Bu... HDP'ye selam çakmak değil de, nedir?
***
Anayasa değişikliği
Mutabakat metninin hayata geçirilmesi için... Seçim kazanmak yetmez.
Anayasa'yı değiştirecek bir Meclis aritmetiği gerekir.
Bugün... Böyle bir ihtimal söz konusu mu?
Olmadığına göre... Yeni, Güçlü Parlamenter Sistem nasıl olacak?
Herhalde... Güçlü Cumhurbaşkanı Yardımcılığı düşünülüyor.
Başbakan yetkileri ile donatılmış bir yardımcı.
Fakat... Hukuki altyapısı yok.
Cumhurbaşkanı'nın yetki devri... Yok oğlu yok.
***
Göz kırpma
Savunma sanayiine destek... Şart... Mutabakat metninde bunun vurgulanması sevindirici.
İyi de... Geçen ay... Ali Babacan'ın, İHA/SİHA ile ilgili sözleri neyin nesiydi?

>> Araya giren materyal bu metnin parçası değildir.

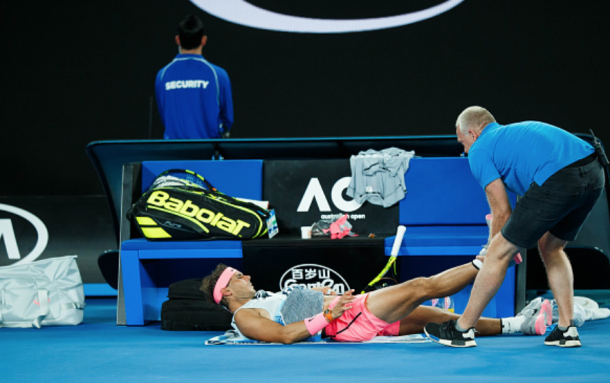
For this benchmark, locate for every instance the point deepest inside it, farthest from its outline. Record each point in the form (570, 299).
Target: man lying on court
(297, 313)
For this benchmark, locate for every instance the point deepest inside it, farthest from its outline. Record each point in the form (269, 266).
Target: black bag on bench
(182, 205)
(187, 310)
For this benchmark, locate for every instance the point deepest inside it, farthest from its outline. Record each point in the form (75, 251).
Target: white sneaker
(538, 315)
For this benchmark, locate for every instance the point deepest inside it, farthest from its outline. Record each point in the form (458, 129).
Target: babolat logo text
(189, 209)
(185, 84)
(312, 275)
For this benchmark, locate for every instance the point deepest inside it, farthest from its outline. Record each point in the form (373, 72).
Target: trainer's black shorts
(561, 205)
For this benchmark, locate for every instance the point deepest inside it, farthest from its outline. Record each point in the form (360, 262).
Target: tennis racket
(381, 280)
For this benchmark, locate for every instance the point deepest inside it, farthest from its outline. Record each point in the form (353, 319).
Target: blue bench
(437, 227)
(149, 267)
(444, 213)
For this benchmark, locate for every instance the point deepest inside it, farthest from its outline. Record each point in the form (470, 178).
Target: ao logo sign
(314, 191)
(311, 275)
(8, 234)
(243, 13)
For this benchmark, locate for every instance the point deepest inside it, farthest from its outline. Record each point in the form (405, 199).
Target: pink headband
(223, 282)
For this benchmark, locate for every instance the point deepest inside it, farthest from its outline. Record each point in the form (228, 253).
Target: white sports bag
(41, 293)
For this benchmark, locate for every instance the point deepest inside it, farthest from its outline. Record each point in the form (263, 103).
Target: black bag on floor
(187, 310)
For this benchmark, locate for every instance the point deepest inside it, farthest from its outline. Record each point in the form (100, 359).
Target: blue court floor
(100, 351)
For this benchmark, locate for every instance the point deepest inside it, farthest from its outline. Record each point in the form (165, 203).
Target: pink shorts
(358, 324)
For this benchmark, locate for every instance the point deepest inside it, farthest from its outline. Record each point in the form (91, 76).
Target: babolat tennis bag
(182, 205)
(188, 310)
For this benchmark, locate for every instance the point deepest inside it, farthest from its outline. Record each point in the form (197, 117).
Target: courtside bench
(444, 213)
(148, 268)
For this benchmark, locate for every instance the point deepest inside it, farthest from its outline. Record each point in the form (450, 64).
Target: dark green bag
(182, 205)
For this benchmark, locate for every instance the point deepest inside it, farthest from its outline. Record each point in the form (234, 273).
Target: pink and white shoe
(537, 315)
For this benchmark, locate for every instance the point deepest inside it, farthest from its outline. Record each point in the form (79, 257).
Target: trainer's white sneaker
(537, 316)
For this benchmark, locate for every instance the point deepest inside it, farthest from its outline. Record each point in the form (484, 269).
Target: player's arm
(254, 326)
(499, 204)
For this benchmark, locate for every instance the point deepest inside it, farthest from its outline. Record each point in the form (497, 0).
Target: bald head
(473, 118)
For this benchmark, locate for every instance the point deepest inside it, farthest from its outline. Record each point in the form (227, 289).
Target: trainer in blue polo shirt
(559, 178)
(194, 95)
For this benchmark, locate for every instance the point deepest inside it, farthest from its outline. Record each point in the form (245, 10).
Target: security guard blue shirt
(194, 98)
(522, 153)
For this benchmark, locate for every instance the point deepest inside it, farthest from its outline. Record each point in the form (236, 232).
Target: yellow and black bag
(181, 205)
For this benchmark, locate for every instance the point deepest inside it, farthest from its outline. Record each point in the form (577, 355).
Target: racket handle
(400, 232)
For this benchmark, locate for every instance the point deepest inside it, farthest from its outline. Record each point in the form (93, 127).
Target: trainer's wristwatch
(328, 315)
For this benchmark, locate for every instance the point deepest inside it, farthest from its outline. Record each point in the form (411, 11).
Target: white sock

1. "Medya sözlerimi çarpıttı... Öyle demedim, böyle dedim" sözleri toplumu tatmin etmiyor.
2. Eğri oturalım... Altılı Masa uzaktan uzaktan HDP'ye göz kırpıyor... "Seni unutmadım... Sen de beni unutma."
***
Eğitim sistemi
Köklü değişim... Büyük iddia... Ama hani, proje nerede?
Değişim, mesleki ve teknik eğitim temeline oturtulsaydı... Bunun altyapısı açıklansaydı... Alkış alırdı... Şapka çıkarılırdı.
Ama... 2 binin üzerindeki vaat arasında... Bu konuda... Tek kelime yok.
***
Çıkmaz sokak
Türkiye... Bugün, 20 büyük ekonomi arasında.
Vizyon... Hedef... İddia... "İlk 10 arasına" girmek.
Bunun için borç mu alınacak? Kaynak yaratılıp yeni yatırımlar mı yapılacak? Ve... Bu işler nasıl olacak?
Altılı Masa'nın, HDP desteği sağlanmadan ve de HDP kadrolarından yararlanmadan bu yolda mesafe alabileceğini düşünen varsa... Parmak kaldırsın.
***
Günün soruları
Aylarca... Toplantı, toplantı, toplantı... 11 toplantı.
Sonunda ortaya çıkan sığ bir metin... Doyurucu olmaktan uzak.
Ey bu metnin yazarları... Söyler misiniz...
Altılı Masa... FETÖ ile PKK ile mücadelenin neresinde?
240 sayfalık dokümanda, bu konuda, iki satır olmaz mı?
Çekince neden?
Toplum, bunu sorgulamaz mı?
***
Manifesto... Masal
Şurası gerçek ki... Erdoğan'ın gitmesini isteyen... Altılı Masa'nın başarılı olmasını bekleyen kemikleşmiş bir kesim var.
Bu kesim... Erdoğan/ AK Parti doğru iş yapsa da "Yanlış" demeye şartlanmış.
Önceki gün açıklanan metin, bu kesimden alkış alıyor... Doğaldır.
Ama... Adına "kamuoyu" denilen... İktidarları getiren ve götüren, büyük güç ne diyor?
240 sayfaya, "manifesto" gözüyle mi bakıyor?
Yoksa... "Büyüklere masallar" gözüyle mi?
***
Muhtarlar unutulmuş
Mektup uzadıkça okunma şansı azalır... Noel Baba gibi, "ona onu, buna bunu vaat etmek"...
Duygusal(!) anketlerle iktidar olunacağını zannetmek...
"Aslı yok yaylasında bin 500 koyunum var benim" demek gibi.
Şey... Hani muhtarlara birer yardımcı/özel kalem müdürü verilecekti... 240 sayfalık metinde, muhtarlar neden unutuldu?
***
Koalisyon havası
Nereden bakarsanız bakın... Havada, koalisyon kokusu var.
Altı ortaklı koalisyon.
Eeee... Bu kadar çok "kalemden", böyle bir metnin çıkmasına şaşmamak lazım.
Şayet... Kalem sayısı azaltılsaydı...
Kalın kitap, iki kişiye bırakılsaydı...
Örneğin... CHP'nin dününü... DNA'sını... Kodlarını iyi bilen Faik Öztrak ile...
İyi Parti'nin ayağı yere basan... Fikir üreten beyni Uğur Poyraz'a...
Masanın "iki büyüğü" bu partiler değil mi? Gerisi... "Dördünü topla yüzde beş etmiyor."
Bizce... Bu iki kalemden çıksaydı... Çok daha doyurucu bir metin olabilirdi.